Several people have written over the past couple of weeks to call attention to the privacy implications of the Canada.com FAQ. The FAQ asks the question about where Canada.com email account information will be stored with the answer that:
canada.com e-mail (the "Service") is provided by Velocity Services, Inc. ("VSI"), a company located in and conducting its business from the United States. By registering for and/or logging on to the Service, you accept and acknowledge that the information processed or stored outside of Canada may be available to the foreign government of the country in which the information or the entity controlling it, is situated under a lawful order made in that jurisdiction and no longer falls under the jurisdiction of Canada's Personal Information Protection and Electronic Documents Act ("PIPEDA") nor be subject to canada.com's Privacy Statement.
As David Fraser rightly notes "I'm pretty confident that you can't wave a magic wand and say that PIPEDA no longer applies."
Web 2.0 services raise a host of privacy issues, few more than web-based email, which potentially leaves thousands of sensitive, personal email messages in the hands of email providers. The Canada.com approach does little to inspire confidence about the protection of that personal information.
At least they are being honest, data hosted in the U.S. falls under the Patriot Act and as a result you lose all control and jurisdiction. U.S. law enforcement can force the U.S. company to disclose any information they hold and require them to keep such disclosure secret. So canada.com and its customers would never even know a disclosure had (or was) occurring. I think that a treason charge in the U.S. pretty effectively trumps any law from Canada,…

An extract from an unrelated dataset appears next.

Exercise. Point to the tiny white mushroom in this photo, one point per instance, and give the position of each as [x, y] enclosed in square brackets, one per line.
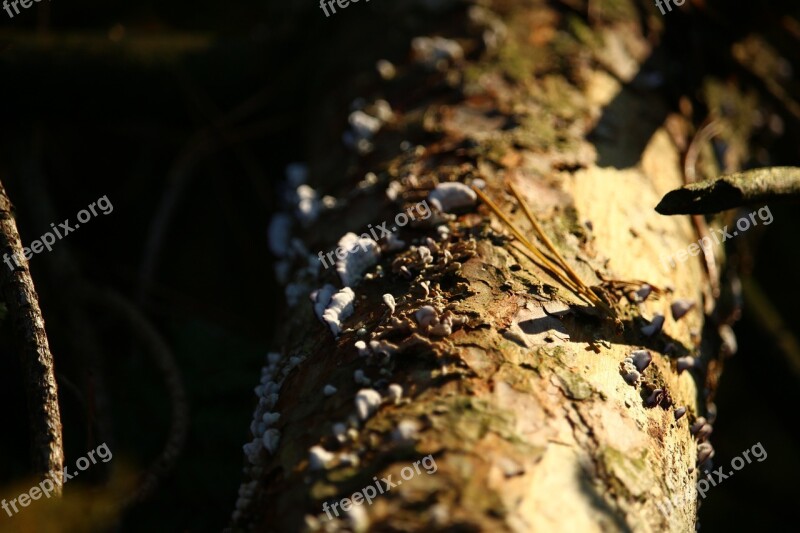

That may be true, but it also does NOT exempt them from liability for the PIPEDA violations
Does this mean that the US host can sift through your email messages at their will?
Can any Canadians-suspect subscribed to the Canada.com site have their privacy ransacked by US officials?
In today’s world I’m surprised anyone would have any expectation of privacy when using a public forum such as the Internet as the vehicle to transmit that information, whether it’s in Canada or anywhere else.
Sale of personal data?
So did Canada.com sell personal information to an American company? Doesn’t PIPEDA require that when personal information is transfered in a sale, that the persons privacy continue to be protected.
Why I didn\t fill out my Census Form
For the exact same reason – The feds here in Canada now shirk data compilation and storage “offshore” to a private third party.. where? You guessed it, the gool ol boys down south.
Why would something as frivolous as Canada.com email be any different? Worried about security? Get off the internet, and don’t participate in the census 🙂
PIPEDA Still In Effect
My understanding of this issue is that PIPEDA cannot be circumvented so long as CanWest continues to have a Canadian presence. In this case, CanWest has merely acquired the services of a 3rd-party (VSI) to host its email service. PIPEDA is still in effect and CanWest is still responsible for ensuring that VSI (or any 3rd-party) meets PIPEDA standards. Unless CanWest has ceased to be a Canadian company, all Canada.com users are still protected by PIPEDA.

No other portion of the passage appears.